Spark SQL

Spark SQL

Spark SQL is a component added in Spark 1.0 that is quickly becoming Spark’s preferred way to work with structured and semistructured data. By structured data, we mean data that has a schema—that is, a consistent set of fields acrossdata records. Spark SQL supports multiple structured data sources as input, and because it understands their schema, it can efficiently read only the fields you require from these data sources.

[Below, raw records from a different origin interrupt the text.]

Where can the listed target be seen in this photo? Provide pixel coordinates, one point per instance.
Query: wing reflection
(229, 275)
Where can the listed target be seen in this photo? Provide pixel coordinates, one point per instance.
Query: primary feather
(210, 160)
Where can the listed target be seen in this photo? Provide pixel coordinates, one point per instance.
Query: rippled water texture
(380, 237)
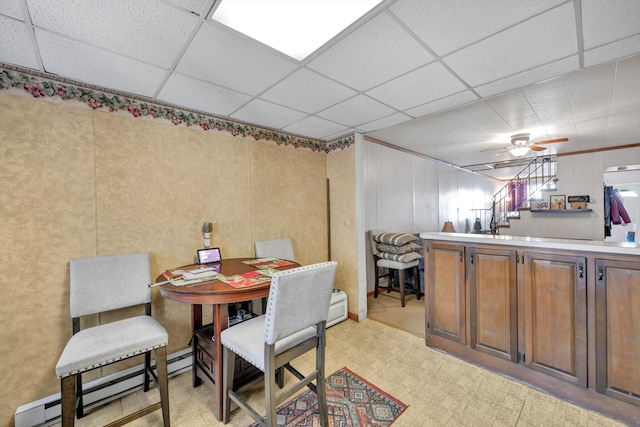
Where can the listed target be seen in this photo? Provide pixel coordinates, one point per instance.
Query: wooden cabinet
(446, 310)
(566, 321)
(493, 302)
(555, 305)
(618, 329)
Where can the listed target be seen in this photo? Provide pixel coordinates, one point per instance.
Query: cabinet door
(492, 287)
(446, 292)
(555, 316)
(618, 329)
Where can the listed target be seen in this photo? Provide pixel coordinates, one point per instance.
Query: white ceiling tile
(308, 91)
(533, 43)
(612, 51)
(485, 117)
(199, 95)
(85, 63)
(384, 122)
(443, 104)
(538, 74)
(373, 54)
(606, 21)
(15, 44)
(224, 58)
(199, 7)
(590, 92)
(622, 128)
(11, 8)
(268, 114)
(626, 91)
(147, 30)
(418, 87)
(355, 111)
(446, 26)
(315, 127)
(589, 135)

One use of Spark SQL is to execute SQL queries. Spark SQL can also be used to read data from an existing Hive installation. For more on how to configure this feature, please refer to the Hive Tables section. When running SQL from within another programming language the results will be returned as a Dataset/DataFrame. You can also interact with the SQL interface using the command-line or over JDBC/ODBC.

Follow this section on Spark SQL with Jupyter notebook

Apache Hive

One common structured data source on Hadoop is Apache Hive. Hive can store tables in a variety of formats, from plain text to column-oriented formats, inside HDFS or other storage systems. Spark SQL can load any table supported by Hive.

Datasets and DataFrames

A Dataset is a distributed collection of data. Dataset is a new interface added in Spark 1.6 that provides the benefits of RDDs (strong typing, ability to use powerful lambda functions) with the benefits of Spark SQL’s optimized execution engine. A Dataset can be constructed from JVM objects and then manipulated using functional transformations (map, flatMap, filter, etc.).

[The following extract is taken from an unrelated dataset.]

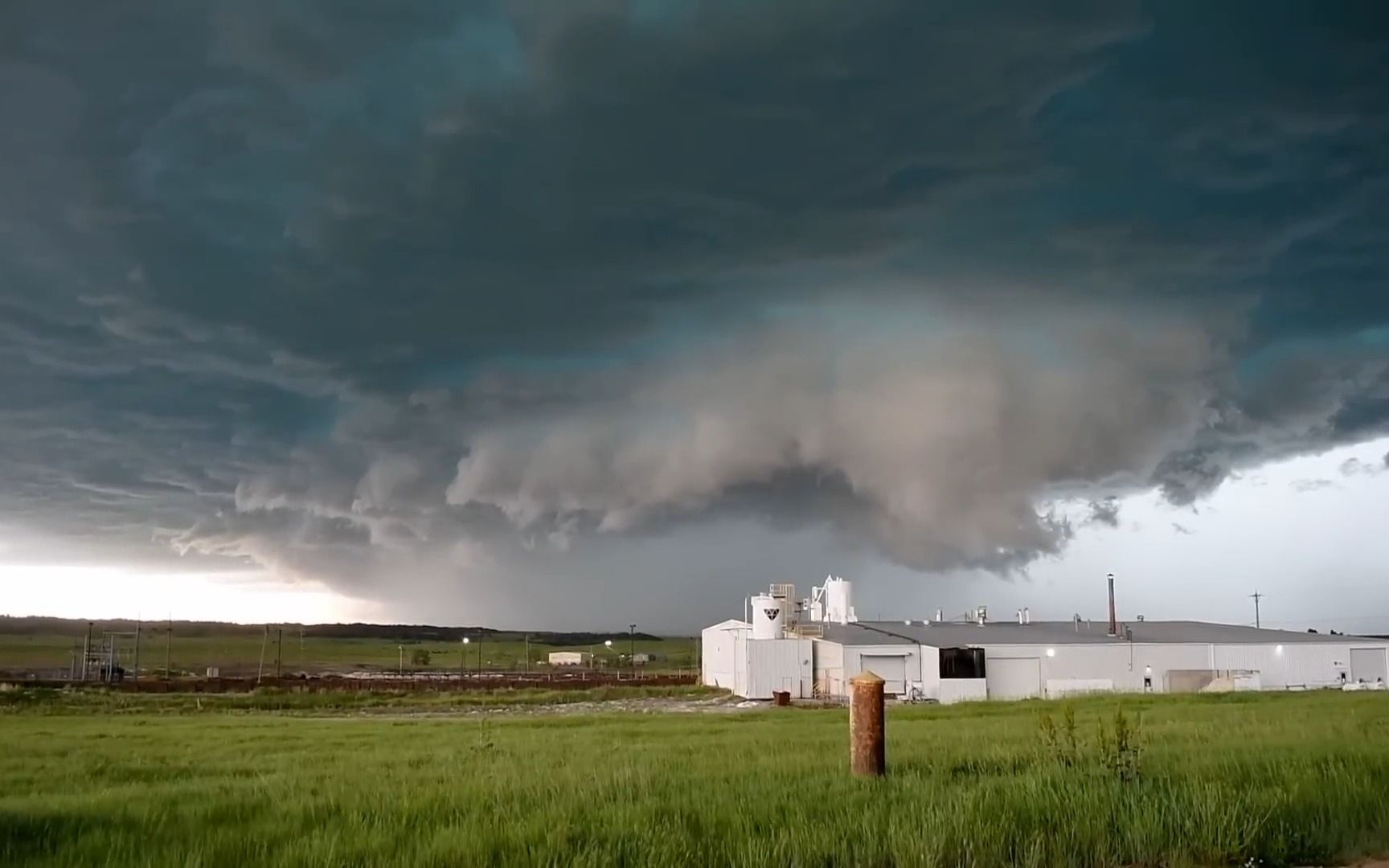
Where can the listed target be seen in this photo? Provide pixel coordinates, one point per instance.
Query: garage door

warning Python does not have the support for the Dataset API. But due to Python’s dynamic nature, many of the benefits of the Dataset API are already available (i.e. you can access the field of a row by name naturally row.columnName).

A DataFrame is a Dataset organized into named columns. It is conceptually equivalent to a table in a relational database or a data frame in R/Python, but with richer optimizations under the hood. DataFrames can be constructed from a wide array of sources such as: structured data files, tables in Hive, external databases, or existing RDDs.

DataFrames and Spark SQL

A DataFrame is equivalent to a relational table in Spark SQL, and can be created using various functions in SQLContext. Load a JSON file of people as a dataframe:

df = spark.read.json("people.json")

Use .show() to display the content of the data frame.

df.show()

Dataset Operations (aka DataFrame Operations)

.printSchema()

Print the schema in a tree format

df.printSchema()

.select()

Show only name column

df.select("name").show()

.select() and df['col-header']

Select everybody, but increment the age by 1

df.select(df['name'], df['age'] + 1).show()

.filter() and df['col-header']

Select people older than 21

df.filter(df['age'] > 21).show()

.cout()

Count people by age

df.groupBy("age").count().show()

createOrReplaceTempView(name)

Creates or replaces a local temporary view with this DataFrame. The lifetime of this temporary table is tied to the SparkSession that was used to create this DataFrame.

Inferring the Schema using Reflection

Spark SQL can convert an RDD of Row objects to a DataFrame, inferring the datatypes. Rows are constructed by passing a list of key/value pairs as kwargs to the Row class. The keys of this list define the column names of the table, and the types are inferred by sampling the whole dataset, similar to the inference that is performed on JSON files.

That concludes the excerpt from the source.